Cutter suppressed the surprise he felt, or thought he did. He glanced at the tabletop and back up again.
“Your fee, Mr. Cutter, will be two million US. Half on acceptance of our arrangement, the rest payable when the artifact is safely returned and in our possession. This is to be a simple transaction for us all, and you are expected to cover all incurred expenses related to this little…adventure. Including, of course, any transportation costs. Are we clear on that?”
Cutter glanced at Chimp-man, who remained enigmatic.
Who are you really?
The payout was far more than he had ever been offered for any job like this, so it made him extremely apprehensive to take it. The amount was about three times what they were paid up front for the failed job in Ecuador. It was tempting. Perhaps too much so. Money was talking.
What do I have to lose?
“Okay,” Cutter said without any further consideration. He sensed surprise from Morgan at his easy and rapid acceptance of the first offer. His usual play was to hold out for at least one or two more rounds. Often, he would walk out of a deal just to see if they’d come chase him down. The desperate ones did. Which was just about every job he’d been offered.
“Good,” Wayland said with just a brief hint of nervous release.

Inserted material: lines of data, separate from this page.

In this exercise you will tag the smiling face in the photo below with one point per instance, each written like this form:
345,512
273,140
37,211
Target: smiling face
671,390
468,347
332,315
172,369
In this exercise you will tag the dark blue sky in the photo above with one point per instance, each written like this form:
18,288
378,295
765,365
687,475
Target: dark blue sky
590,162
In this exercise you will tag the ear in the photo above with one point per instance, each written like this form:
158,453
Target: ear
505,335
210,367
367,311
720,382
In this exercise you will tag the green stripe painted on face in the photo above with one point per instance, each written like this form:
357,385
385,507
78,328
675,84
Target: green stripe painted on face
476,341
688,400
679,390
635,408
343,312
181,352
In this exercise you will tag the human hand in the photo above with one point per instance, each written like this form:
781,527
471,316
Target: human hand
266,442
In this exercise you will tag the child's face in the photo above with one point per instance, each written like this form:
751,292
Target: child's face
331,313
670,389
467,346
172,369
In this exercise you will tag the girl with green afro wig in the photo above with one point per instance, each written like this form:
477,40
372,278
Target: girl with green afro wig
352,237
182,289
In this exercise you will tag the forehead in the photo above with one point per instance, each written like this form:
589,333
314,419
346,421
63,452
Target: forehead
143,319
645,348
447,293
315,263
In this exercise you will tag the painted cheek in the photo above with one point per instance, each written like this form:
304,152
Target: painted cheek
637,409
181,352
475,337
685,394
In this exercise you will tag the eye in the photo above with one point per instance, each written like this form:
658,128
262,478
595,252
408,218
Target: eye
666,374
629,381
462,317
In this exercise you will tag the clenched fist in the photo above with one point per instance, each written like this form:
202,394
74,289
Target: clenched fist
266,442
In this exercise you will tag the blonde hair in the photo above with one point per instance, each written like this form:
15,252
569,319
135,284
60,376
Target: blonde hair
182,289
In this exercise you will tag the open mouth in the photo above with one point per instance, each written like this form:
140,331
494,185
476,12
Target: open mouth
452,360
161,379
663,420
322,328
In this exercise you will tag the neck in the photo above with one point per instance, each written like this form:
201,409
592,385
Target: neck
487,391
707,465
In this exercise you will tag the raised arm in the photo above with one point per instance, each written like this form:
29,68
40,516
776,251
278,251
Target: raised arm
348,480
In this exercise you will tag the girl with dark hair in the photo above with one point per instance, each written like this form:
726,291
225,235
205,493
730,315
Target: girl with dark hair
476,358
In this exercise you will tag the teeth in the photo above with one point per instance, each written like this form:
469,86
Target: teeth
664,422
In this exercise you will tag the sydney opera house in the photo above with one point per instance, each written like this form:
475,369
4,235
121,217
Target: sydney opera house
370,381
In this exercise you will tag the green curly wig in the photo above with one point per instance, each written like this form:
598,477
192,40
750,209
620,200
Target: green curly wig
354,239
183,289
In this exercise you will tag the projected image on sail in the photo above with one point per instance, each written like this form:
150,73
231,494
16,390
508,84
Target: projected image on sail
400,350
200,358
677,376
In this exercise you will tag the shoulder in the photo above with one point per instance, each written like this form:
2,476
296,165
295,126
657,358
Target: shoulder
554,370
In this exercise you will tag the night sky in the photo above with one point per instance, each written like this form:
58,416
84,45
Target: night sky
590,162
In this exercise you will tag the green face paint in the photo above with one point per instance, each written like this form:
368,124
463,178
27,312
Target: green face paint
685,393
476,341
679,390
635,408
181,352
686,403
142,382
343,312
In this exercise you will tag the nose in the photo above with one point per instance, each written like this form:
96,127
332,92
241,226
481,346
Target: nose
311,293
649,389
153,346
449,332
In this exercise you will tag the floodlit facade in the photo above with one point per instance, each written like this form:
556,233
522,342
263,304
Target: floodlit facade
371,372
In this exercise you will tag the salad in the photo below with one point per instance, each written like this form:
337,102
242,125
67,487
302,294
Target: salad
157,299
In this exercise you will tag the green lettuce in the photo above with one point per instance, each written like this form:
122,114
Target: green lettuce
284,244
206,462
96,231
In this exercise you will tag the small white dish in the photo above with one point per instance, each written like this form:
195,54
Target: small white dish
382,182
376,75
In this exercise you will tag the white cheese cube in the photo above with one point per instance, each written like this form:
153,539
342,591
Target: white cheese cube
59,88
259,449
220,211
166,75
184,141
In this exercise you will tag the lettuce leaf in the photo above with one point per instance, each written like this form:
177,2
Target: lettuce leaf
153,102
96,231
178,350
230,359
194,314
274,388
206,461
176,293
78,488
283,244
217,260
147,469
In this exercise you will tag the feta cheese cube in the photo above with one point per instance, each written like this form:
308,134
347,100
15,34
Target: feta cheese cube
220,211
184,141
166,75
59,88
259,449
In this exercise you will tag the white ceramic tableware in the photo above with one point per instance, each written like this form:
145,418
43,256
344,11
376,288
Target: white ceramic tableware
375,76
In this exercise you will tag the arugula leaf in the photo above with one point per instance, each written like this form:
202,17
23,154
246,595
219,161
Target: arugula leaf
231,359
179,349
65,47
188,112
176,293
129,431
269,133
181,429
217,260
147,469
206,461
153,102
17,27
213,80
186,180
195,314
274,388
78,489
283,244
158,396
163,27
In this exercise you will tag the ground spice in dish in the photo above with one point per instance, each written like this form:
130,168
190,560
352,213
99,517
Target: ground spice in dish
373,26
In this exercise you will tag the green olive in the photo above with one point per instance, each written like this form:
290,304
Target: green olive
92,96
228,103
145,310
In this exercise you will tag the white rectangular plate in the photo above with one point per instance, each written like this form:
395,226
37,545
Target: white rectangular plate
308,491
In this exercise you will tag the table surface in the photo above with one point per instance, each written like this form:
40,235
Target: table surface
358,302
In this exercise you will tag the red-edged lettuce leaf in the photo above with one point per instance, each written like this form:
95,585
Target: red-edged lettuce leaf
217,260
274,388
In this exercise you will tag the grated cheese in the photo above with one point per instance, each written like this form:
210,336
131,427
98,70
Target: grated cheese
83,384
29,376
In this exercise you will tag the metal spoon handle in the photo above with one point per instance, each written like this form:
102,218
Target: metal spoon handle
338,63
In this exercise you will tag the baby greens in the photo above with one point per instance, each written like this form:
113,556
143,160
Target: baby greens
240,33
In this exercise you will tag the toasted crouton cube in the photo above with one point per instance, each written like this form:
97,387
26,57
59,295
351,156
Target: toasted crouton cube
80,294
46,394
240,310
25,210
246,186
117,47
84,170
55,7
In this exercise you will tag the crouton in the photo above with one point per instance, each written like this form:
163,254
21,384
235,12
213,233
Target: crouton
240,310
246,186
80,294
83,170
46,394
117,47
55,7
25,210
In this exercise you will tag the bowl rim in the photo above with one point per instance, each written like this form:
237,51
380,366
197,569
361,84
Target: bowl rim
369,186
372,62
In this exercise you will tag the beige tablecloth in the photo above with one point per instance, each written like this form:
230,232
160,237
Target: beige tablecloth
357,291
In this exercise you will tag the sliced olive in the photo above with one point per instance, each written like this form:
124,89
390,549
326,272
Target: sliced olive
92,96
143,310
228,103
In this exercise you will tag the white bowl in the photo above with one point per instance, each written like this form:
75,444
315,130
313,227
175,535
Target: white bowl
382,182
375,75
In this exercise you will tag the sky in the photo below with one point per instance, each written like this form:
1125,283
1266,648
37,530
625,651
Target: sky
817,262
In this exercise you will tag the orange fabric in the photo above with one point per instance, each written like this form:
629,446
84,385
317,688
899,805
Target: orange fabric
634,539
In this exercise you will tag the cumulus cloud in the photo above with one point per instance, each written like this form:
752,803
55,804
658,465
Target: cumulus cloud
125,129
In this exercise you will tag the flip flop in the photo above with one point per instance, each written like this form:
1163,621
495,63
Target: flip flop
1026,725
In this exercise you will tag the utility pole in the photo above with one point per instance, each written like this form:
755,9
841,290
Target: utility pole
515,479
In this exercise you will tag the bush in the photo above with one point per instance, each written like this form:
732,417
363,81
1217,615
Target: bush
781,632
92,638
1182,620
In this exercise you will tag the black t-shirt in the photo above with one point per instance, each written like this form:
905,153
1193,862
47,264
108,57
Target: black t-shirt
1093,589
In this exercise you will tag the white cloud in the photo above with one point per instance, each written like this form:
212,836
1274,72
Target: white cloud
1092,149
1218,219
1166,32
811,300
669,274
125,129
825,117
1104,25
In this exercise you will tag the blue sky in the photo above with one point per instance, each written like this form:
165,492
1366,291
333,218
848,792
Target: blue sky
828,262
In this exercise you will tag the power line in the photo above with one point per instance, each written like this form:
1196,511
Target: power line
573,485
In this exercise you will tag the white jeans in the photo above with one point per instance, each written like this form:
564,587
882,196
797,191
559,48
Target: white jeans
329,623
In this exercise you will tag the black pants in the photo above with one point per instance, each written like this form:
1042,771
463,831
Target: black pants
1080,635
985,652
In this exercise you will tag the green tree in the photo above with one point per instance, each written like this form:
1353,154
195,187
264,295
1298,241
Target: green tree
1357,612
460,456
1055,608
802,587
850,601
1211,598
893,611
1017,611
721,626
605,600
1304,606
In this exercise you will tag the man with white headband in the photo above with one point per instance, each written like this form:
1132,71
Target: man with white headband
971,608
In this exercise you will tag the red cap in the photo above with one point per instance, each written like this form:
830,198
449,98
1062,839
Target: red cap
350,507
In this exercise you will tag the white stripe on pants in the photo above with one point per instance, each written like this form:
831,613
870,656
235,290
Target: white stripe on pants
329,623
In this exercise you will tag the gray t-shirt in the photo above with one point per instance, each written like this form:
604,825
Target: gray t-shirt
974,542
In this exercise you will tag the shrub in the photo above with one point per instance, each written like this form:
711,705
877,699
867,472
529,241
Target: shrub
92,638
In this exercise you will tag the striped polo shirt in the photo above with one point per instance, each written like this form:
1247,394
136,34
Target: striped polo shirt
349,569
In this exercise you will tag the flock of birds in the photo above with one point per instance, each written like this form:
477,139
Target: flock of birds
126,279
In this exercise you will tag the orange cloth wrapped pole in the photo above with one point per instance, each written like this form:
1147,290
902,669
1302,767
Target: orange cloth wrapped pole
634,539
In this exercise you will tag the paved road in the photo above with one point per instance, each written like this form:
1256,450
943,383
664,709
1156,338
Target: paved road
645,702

Cutter figured the guy would make an excellent mark at the poker table. He would welcome pitting himself against Wayland anytime the guy wished to play because, right now, Cutter knew that he held the winning hand and had not yet placed his final bet down on the table.
One more round. Just for kicks.
Wayland opened a thick manila folder stuffed with papers. “We have arranged papers and passage for you and your team. Your arrival will be marked as a corporate flight inbound to our mining operations in Koni. This is assuming your travel means are by private jet, which I assume you have been briefed on by Ms. Crow along with where it is you will be landing?”
Right
. Cutter nodded an affirmative. He actually did not know. She hadn’t told him yet.
Wayland glanced at Chimp-man. “But—to maintain the operation’s complete secrecy, we will be unable to supply the proper official travel visas necessary for entry into Russia. Although, I assure you, the appropriate people have already been contacted, so your entry and exit should not be an issue for a team with your…shall we say, unique abilities?”
Not good
. Heading into Russia uninvited was not the best way to make friends there. But these clowns were spending a whole bunch of US dollars to make things happen quickly. Those same greasy skids could lead to a whole mess of new troubles, or they could make him some new friends. He’d been to Russia once before and found that the appropriate paperwork only mattered in the larger cities or when one got too near the sensitive military sites. All other places were under the control of local bureaucrats, who were usually out to line their own pockets and didn’t much care about official protocol, which he’d learned was a relic of those raised in the former Soviet Union.